車道の幅はどんな条件で決められているのか

高速道路

車道としての道路の幅は、一般道では概ね3.0〜3.5m、高速道路では3.5mが標準です。原則として道路の幅や車線数は、以下の条件によって決められています。

①地域:地方部(平地、山地)、都市部
②種別:高速自動車国道、自動車専用道路、国道、県道、市町村道
③計画交通量

要するに、その道路が街中なのか山地なのか?道路の種類などによって、細かく分かれているようです。

また、計画交通量も大事な条件で、これから道路を新設して将来的にどれくらいの交通量になりそうか?交通量が多くなりそうだと判断されたら、道路の幅も広くなるということでしょう。

高速道路の幅は車線によって違うことがある?

高速道路の幅は3.5mが基本ですが、ごく一部の区間では3.25mと狭くなっています。

一般道における必要車線の幅員は、センターラインがある2車線道路では3.5m~2.75m(25cmピッチで設計)、1車線道路では4mまたは3mとなるそうです。

なんとなく高速道路のほうが幅が広いとイメージしていましたが、新しくできた道路、特に地方部では高速道路以上に広い道路も増えているようです。

高速道路の幅が車線によって違うって本当?一番幅が広い車線は?

高速道路3車線

さて、それでは本題です。高速道路には暫定車線含め片側1車線、同2車線、3車線と、いくつかの車線数があります。実は、これらの道路の各車線の幅員は、一部の高速道路区間で異なるということをご存知でしょうか?

”3本の車線の中で真ん中が少し広い”
”片側2車線の高速道路の場合、追い越し車線が少し広い”

という設計になっている場所があります。ただし、広いといっても、その差は25cm。100キロ近いスピードで走行していると、あまり気づかないかもしれませんね。

車線によって幅員が違う理由は?

車線によって幅員が変えられている理由は、「追い越し車線を狭くして、真ん中車線に移りやすい=キープレフトを推進するため」という説が良く聞かれますが、NEXCO西日本広報室によると、「そういう狙いはまったくない」とのこと。

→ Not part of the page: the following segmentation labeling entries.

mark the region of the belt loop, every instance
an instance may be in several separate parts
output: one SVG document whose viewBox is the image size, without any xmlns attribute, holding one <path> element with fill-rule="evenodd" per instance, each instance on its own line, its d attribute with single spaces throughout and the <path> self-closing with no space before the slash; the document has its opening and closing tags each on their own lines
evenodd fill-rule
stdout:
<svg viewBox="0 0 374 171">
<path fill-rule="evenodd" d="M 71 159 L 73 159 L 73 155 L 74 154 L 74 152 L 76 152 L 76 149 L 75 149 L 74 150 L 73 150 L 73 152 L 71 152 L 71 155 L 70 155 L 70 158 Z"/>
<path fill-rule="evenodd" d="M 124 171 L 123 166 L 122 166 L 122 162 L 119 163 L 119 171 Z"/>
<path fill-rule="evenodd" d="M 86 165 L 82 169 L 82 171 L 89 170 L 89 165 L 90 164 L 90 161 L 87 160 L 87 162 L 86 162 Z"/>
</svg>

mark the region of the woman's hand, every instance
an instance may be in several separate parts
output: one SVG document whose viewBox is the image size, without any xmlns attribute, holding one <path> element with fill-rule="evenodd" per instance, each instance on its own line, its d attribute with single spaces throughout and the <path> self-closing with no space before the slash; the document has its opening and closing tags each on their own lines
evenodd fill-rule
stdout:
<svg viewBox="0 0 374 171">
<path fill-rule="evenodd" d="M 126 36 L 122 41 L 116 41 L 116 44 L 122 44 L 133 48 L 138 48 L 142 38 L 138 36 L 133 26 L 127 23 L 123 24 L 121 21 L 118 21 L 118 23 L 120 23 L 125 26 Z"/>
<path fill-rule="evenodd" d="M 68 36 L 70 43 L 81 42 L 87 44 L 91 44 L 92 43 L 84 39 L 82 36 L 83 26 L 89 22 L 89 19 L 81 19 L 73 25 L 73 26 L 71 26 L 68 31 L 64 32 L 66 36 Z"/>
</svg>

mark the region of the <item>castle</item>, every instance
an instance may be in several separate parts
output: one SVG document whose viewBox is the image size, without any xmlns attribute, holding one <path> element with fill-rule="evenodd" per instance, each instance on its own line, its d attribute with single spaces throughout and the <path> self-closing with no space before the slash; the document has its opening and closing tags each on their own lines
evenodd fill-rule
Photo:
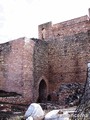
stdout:
<svg viewBox="0 0 90 120">
<path fill-rule="evenodd" d="M 59 101 L 56 93 L 61 85 L 85 83 L 90 62 L 89 16 L 41 24 L 38 31 L 39 39 L 23 37 L 0 44 L 0 93 L 11 94 L 0 96 L 0 101 Z"/>
</svg>

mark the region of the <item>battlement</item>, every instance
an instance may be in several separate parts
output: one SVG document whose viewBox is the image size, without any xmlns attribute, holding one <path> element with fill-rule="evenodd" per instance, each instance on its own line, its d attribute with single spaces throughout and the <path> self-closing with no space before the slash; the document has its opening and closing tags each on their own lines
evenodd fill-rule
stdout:
<svg viewBox="0 0 90 120">
<path fill-rule="evenodd" d="M 88 29 L 90 29 L 90 22 L 87 15 L 57 24 L 48 22 L 38 26 L 39 39 L 45 40 L 86 32 Z"/>
</svg>

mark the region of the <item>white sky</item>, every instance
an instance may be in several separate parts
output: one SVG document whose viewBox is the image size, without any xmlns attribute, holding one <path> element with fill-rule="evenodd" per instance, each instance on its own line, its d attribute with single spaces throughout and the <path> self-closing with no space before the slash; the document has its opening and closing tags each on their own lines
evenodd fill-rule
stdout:
<svg viewBox="0 0 90 120">
<path fill-rule="evenodd" d="M 0 0 L 0 43 L 38 37 L 38 25 L 88 15 L 90 0 Z"/>
</svg>

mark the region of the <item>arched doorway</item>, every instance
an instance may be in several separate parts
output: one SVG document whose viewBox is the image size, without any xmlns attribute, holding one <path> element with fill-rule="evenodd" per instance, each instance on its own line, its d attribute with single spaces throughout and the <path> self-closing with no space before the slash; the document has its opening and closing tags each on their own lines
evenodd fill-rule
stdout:
<svg viewBox="0 0 90 120">
<path fill-rule="evenodd" d="M 46 102 L 46 98 L 47 98 L 47 85 L 45 80 L 42 79 L 39 84 L 39 97 L 37 102 L 39 103 Z"/>
</svg>

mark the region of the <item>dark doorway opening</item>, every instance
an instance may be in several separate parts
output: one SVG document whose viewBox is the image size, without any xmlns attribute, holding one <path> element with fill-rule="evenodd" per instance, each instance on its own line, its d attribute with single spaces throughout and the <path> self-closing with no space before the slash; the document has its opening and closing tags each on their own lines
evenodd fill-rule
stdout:
<svg viewBox="0 0 90 120">
<path fill-rule="evenodd" d="M 37 102 L 42 103 L 47 100 L 47 85 L 46 82 L 42 79 L 39 84 L 39 97 Z"/>
</svg>

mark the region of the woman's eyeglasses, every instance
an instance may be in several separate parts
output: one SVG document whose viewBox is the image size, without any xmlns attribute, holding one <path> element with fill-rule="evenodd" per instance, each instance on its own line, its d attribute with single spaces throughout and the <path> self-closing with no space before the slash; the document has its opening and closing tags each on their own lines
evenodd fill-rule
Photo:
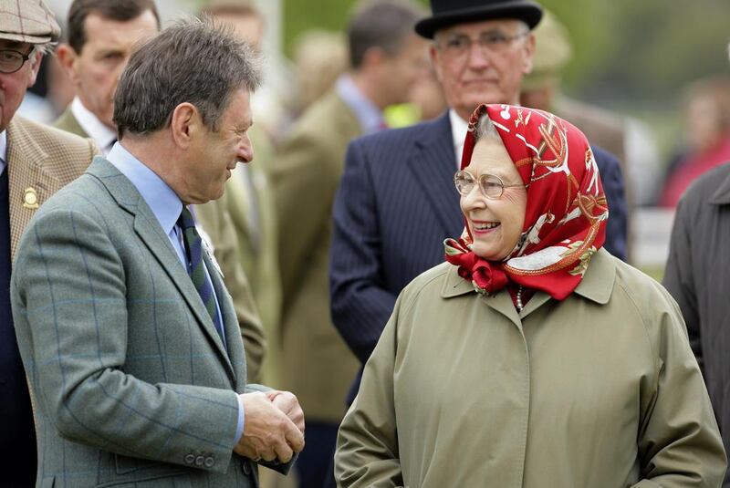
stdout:
<svg viewBox="0 0 730 488">
<path fill-rule="evenodd" d="M 474 185 L 479 182 L 479 189 L 486 198 L 496 200 L 502 196 L 505 188 L 525 186 L 525 183 L 505 184 L 502 179 L 495 174 L 482 173 L 474 179 L 468 171 L 456 171 L 454 175 L 454 186 L 462 196 L 466 196 L 474 190 Z"/>
</svg>

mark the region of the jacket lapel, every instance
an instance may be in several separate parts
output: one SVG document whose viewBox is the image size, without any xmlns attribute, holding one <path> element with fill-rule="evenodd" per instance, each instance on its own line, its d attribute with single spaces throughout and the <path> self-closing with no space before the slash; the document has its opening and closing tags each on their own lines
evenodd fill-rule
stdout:
<svg viewBox="0 0 730 488">
<path fill-rule="evenodd" d="M 61 182 L 45 164 L 48 155 L 16 119 L 7 127 L 10 248 L 15 256 L 20 236 L 36 209 L 60 189 Z"/>
<path fill-rule="evenodd" d="M 155 256 L 172 283 L 174 283 L 188 306 L 198 319 L 201 327 L 214 344 L 223 362 L 226 366 L 232 381 L 235 382 L 235 373 L 228 359 L 228 354 L 225 351 L 223 341 L 215 330 L 215 326 L 205 310 L 200 295 L 198 295 L 195 286 L 193 285 L 193 281 L 180 263 L 177 253 L 172 248 L 172 244 L 170 244 L 170 239 L 162 231 L 160 223 L 144 202 L 144 199 L 134 188 L 134 185 L 104 158 L 95 158 L 94 162 L 91 163 L 87 172 L 99 178 L 120 207 L 134 215 L 134 232 L 152 255 Z M 205 264 L 210 266 L 209 261 L 206 261 Z M 210 270 L 211 268 L 208 267 L 208 269 Z M 214 271 L 209 273 L 213 275 Z M 220 297 L 219 301 L 221 301 Z"/>
<path fill-rule="evenodd" d="M 228 346 L 225 358 L 232 365 L 234 379 L 237 381 L 236 388 L 245 388 L 247 379 L 245 374 L 245 353 L 244 352 L 242 342 L 241 327 L 238 324 L 238 317 L 235 315 L 233 298 L 231 298 L 228 290 L 225 289 L 223 275 L 220 272 L 220 267 L 217 263 L 214 263 L 214 259 L 215 257 L 213 253 L 209 253 L 206 248 L 206 251 L 203 253 L 203 260 L 205 264 L 205 267 L 208 269 L 208 275 L 211 276 L 213 288 L 215 290 L 215 297 L 218 299 L 218 306 L 221 310 L 224 334 L 225 335 L 225 342 Z M 221 346 L 223 346 L 223 344 Z M 239 370 L 236 369 L 236 368 L 241 368 L 244 370 L 245 373 L 242 378 L 238 378 L 235 374 L 235 371 Z"/>
<path fill-rule="evenodd" d="M 410 151 L 407 165 L 433 206 L 443 234 L 449 235 L 454 225 L 458 228 L 462 213 L 454 188 L 456 161 L 448 112 L 424 128 L 415 146 L 415 151 Z"/>
</svg>

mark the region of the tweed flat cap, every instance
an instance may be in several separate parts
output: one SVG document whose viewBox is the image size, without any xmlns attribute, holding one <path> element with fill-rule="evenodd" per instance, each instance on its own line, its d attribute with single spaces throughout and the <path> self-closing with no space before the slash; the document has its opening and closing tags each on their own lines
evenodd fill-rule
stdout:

実際、2車線道路であれば、追い越し車線のほうが広くなっているので、キープレフトのためというのは間違いということがわかりますね。

詳しく聞いてみると、

『交通量が多い片側3車線の道路では、真ん中の車線(第2走行車線)や、片側2車線では右側の車線(追越車線)など、1車線だけ3.75mにしている区間もあります。

これは、片側3車線の場合、左車線には路肩、右車線には中央分離帯があり、ドライバーはそれぞれ幅員に余裕を感じることができます。しかし、真ん中の車線には、そういった余裕がありません。

また、2車線の場合は左車線には路肩がありますが、右側(追い越し車線)は余裕がありません。それでそれぞれ幅員を、25cm広くしています。

高速で走行すると道路の幅が狭く感じるというドライバーも少なくないので、視覚的に圧迫感を感じることがないよう、道路の幅を少し広くして配慮しています』

とのことでした。

ちなみに、NEXCO西日本管轄の道路で、真ん中の車線が広くなっているのは「中国道池田IC~宝塚西IC」、2車線で追い越し車線が広くなっているのは「宝塚IC~吉川JCT」区間など数か所あるそうです。

すべての道路ではなく、交通量が多い一部道路では道路幅を変えて円滑な交通の流れを作っているのですね。